The cartoon violence that has plagued our cinema since the dawn of Schwarzenegger in the 1980s concerns me, too, even as the majority of us have the tools to separate ourselves from it. We know “it’s only a movie,” as the Last House posters teased us. [That stomach-turner has empathy for its victims, something that the chessboard of Funny Games does not allow for. So, too, does The Terminator. The problems come with the less circumspect knockoffs.] Digital technology in particular allows filmmakers to tear us apart in new and revolting ways, far from the human experience. The Saws and Hostels play off our degradation but, as George A. Romero commented, aren’t metaphors for anything, merely excuses for gorily elaborated stalk-and-slash setpieces. PG-13 movies push right up against the R wall in terms of bloodshed and the MPAA hardly blinks an eye, saving its mandates for sex.

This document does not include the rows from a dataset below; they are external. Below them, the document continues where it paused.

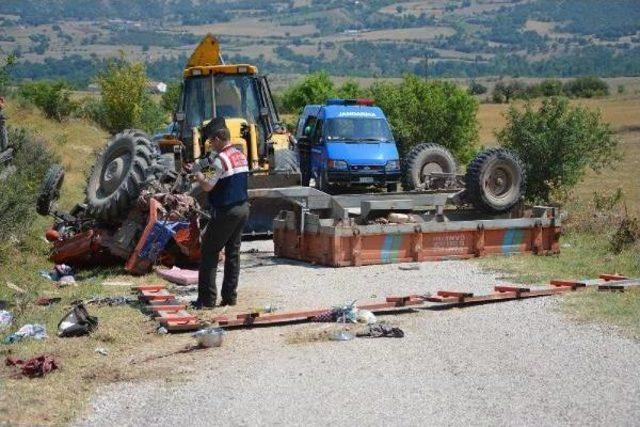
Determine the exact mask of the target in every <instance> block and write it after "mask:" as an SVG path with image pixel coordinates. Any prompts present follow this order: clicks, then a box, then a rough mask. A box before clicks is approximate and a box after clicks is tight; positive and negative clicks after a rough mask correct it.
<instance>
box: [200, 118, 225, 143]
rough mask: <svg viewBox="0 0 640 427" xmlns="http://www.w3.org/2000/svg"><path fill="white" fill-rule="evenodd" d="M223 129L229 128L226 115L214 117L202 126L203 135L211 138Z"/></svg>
mask: <svg viewBox="0 0 640 427" xmlns="http://www.w3.org/2000/svg"><path fill="white" fill-rule="evenodd" d="M222 129H227V130H228V128H227V123H226V122H225V120H224V117H214V118H213V119H211V120H210V121H209V123H207V124H205V125H204V126H202V135H203V136H204V137H205V138H211V137H213V135H215V134H216V133H217V132H218V131H220V130H222Z"/></svg>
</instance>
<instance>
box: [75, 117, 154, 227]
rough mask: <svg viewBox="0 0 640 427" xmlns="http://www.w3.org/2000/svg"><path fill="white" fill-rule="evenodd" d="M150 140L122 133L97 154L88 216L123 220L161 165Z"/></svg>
mask: <svg viewBox="0 0 640 427" xmlns="http://www.w3.org/2000/svg"><path fill="white" fill-rule="evenodd" d="M157 160H158V152H157V150H156V148H155V146H154V144H153V142H151V140H150V139H149V137H148V136H147V135H146V134H145V133H144V132H142V131H139V130H125V131H123V132H121V133H119V134H117V135H116V136H114V137H113V139H112V140H111V142H110V143H109V145H108V146H107V148H106V149H105V150H104V151H102V153H100V155H98V158H97V159H96V162H95V164H94V166H93V168H92V171H91V174H90V176H89V181H88V183H87V190H86V195H87V205H88V214H89V215H90V216H92V217H94V218H96V219H99V220H102V221H106V222H115V221H119V220H121V219H123V218H124V217H126V215H127V214H128V213H129V210H130V208H131V206H132V205H133V203H134V202H135V200H136V199H137V198H138V196H139V195H140V192H141V191H142V190H143V189H145V188H147V187H148V186H149V183H150V182H151V180H153V178H155V177H156V174H158V173H159V172H160V170H161V169H162V166H161V165H160V164H159V162H158V161H157Z"/></svg>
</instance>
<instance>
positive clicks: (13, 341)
mask: <svg viewBox="0 0 640 427" xmlns="http://www.w3.org/2000/svg"><path fill="white" fill-rule="evenodd" d="M26 337H29V338H33V339H35V340H43V339H45V338H47V330H46V329H45V327H44V326H42V325H38V324H35V323H34V324H27V325H24V326H23V327H22V328H20V329H18V331H17V332H14V333H13V334H11V335H9V336H7V337H5V339H4V340H3V342H4V343H5V344H13V343H16V342H18V341H21V340H22V339H23V338H26Z"/></svg>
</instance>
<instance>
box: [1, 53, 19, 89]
mask: <svg viewBox="0 0 640 427" xmlns="http://www.w3.org/2000/svg"><path fill="white" fill-rule="evenodd" d="M1 52H2V51H0V53H1ZM15 62H16V57H15V55H8V56H6V57H4V58H2V57H0V96H4V95H6V92H7V88H8V86H9V82H10V80H11V79H10V76H9V70H10V68H11V66H12V65H13V64H15Z"/></svg>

I can imagine saying all this to Haneke and having him roll his eyes. Now that the imp has left the bottle and spread onto the world marketplace, my bourgeois American hand-wringing is not for him. From Hitchcock on down (and Watts is very much in the mold of a Hitchcock blonde, as her turn as Marnie in a recent Vanity Fair photo spread points up), Funny Games seeks to eradicate the very notion of a suspense picture. But the twists and turns of a well-crafted thriller are not the problem; indeed, they are a primary pleasure of cinema. The joke is on him: cerebral as they are, Haneke’s films are “guilty” of suspense, too. Funny Games is as much a case of self-loathing as it is an indictment of Hollywood auteurs and their unwashed audiences. Does the director really think that what we need to cure us of our addiction to movie thrills is a movie as remote and unengaging as a position paper? The punishment of Funny Games — aestheticized, cold to the touch, barren — is worse than the crime.